„Mike Seay, córka zabita w wypadku samochodowym lub obecna firma” – tak zaadresowaną kopertę z ofertą reklamową OfficeMax otrzymał przed kilkoma dniami mieszkaniec Lindenhurst na przedmieściach Chicago. Córka mężczyzny niespełna rok temu zginęła w wypadku drogowym. OfficeMax przeprosił wstrząśniętego ojca za ogromny nietakt, ale nie potrafi wyjaśnić w jaki sposób korporacja dotarła do informacji na temat ofiary wypadku.

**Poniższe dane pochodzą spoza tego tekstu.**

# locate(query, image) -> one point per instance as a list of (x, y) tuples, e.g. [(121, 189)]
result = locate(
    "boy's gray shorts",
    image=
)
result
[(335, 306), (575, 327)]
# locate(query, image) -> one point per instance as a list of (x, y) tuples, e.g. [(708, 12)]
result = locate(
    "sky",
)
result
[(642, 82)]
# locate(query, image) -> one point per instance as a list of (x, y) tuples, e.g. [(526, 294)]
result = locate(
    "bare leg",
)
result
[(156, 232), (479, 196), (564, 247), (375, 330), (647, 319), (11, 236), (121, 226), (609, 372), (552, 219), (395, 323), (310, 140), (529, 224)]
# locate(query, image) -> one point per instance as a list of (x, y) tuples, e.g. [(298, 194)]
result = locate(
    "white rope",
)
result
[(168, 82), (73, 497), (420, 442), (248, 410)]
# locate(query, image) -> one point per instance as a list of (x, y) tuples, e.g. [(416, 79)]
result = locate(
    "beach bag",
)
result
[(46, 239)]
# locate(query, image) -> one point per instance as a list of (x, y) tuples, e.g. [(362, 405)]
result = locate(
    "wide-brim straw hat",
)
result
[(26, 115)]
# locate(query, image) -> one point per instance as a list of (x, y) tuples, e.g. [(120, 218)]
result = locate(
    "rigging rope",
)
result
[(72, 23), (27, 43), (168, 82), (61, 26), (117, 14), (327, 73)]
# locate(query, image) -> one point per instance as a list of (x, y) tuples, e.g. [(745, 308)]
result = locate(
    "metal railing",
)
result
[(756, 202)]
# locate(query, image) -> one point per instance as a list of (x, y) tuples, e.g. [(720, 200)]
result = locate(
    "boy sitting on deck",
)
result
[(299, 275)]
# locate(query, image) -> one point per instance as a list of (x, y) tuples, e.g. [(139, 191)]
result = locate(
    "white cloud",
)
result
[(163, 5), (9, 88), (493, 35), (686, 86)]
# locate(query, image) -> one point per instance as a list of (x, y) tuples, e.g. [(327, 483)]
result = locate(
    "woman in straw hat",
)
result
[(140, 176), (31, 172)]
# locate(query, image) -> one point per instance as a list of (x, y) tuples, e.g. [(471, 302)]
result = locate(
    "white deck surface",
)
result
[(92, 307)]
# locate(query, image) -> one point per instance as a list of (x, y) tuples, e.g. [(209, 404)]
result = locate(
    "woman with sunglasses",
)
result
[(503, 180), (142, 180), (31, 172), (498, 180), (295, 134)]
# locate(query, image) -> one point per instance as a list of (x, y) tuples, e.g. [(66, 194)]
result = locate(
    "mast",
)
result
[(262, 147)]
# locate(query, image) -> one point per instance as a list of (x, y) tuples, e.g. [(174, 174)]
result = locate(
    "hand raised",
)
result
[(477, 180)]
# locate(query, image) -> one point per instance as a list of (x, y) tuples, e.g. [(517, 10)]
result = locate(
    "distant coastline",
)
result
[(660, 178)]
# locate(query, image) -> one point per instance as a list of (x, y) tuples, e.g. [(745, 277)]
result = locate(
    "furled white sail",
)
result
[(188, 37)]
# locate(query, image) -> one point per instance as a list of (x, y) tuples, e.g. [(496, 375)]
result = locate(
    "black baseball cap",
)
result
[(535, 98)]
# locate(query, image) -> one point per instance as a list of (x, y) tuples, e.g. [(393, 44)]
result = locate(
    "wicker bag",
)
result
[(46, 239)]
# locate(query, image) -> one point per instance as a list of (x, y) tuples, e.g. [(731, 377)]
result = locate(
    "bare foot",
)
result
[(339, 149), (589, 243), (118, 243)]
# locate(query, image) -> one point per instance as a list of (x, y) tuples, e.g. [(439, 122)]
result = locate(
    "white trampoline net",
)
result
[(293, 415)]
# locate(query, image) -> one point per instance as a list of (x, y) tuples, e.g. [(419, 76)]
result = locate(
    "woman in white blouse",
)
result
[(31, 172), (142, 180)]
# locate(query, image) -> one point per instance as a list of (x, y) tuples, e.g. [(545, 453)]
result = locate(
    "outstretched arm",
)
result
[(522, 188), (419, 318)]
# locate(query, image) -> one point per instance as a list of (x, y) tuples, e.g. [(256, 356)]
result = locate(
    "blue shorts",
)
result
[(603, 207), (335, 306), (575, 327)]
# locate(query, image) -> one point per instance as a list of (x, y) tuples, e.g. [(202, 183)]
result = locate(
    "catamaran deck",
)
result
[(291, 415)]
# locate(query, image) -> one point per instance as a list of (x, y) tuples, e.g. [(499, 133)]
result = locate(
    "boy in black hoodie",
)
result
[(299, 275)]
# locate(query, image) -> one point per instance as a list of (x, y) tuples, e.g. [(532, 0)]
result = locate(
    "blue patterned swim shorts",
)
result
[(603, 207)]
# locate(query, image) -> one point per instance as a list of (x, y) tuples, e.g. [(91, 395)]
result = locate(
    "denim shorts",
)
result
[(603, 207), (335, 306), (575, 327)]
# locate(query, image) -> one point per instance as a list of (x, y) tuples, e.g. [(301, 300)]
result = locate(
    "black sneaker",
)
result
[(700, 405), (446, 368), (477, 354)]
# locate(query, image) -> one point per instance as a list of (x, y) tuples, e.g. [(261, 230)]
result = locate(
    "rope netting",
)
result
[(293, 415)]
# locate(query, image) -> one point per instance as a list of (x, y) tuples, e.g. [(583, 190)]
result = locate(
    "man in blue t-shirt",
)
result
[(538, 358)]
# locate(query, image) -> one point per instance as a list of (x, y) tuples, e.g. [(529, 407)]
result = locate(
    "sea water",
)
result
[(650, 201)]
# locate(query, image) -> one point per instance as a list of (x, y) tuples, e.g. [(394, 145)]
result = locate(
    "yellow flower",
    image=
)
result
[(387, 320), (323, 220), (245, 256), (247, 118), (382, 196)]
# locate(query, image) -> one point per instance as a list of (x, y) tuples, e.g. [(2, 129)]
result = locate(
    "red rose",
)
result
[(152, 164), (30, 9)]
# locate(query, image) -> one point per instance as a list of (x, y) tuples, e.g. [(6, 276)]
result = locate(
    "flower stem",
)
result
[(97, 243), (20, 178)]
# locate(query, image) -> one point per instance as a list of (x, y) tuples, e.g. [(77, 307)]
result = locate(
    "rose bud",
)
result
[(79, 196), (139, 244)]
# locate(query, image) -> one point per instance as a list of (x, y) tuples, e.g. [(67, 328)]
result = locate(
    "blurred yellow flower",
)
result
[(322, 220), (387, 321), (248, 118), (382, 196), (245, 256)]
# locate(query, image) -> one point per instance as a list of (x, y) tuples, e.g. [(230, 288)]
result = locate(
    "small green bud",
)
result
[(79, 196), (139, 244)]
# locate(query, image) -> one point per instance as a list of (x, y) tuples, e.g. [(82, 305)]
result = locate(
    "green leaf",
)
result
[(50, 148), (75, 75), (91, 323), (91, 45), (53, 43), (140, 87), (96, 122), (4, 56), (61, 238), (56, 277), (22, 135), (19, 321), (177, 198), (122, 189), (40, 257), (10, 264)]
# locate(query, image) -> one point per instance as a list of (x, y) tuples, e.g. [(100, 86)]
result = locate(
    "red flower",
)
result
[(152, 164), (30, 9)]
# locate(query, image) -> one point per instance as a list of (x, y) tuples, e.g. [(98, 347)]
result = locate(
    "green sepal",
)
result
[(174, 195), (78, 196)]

Kiedy Mike Seay zobaczył w swej poczcie kopertę z ofertą reklamową sieci sklepów z artykułami biurowymi, nie mógł uwierzyć własnym oczom. Pod jego nazwiskiem, w rubryce adresat widniały słowa „córka zabita w wypadku samochodowym”. 17-letnia Ashley Seay zginęła w kwietniu ubiegłego roku, kiedy prowadzony przez jej 16-letniego chłopaka samochód uderzył w drzewo. W wypadku śmierć poniósł także kierowca.
Rodzice 17-latki wciąż próbują poradzić sobie ze stratą dziecka. -Myślę o mojej córce dziesięć tysięcy razy dziennie – powiedział stacji NBC5 ojciec dziewczyny. Mike Seay przyznał, że list z Office Max wprawił go w osłupienie i niedowierzanie. –Skąd oni mają tego typu informacje? Do czego są im one potrzebne? – pyta Seay.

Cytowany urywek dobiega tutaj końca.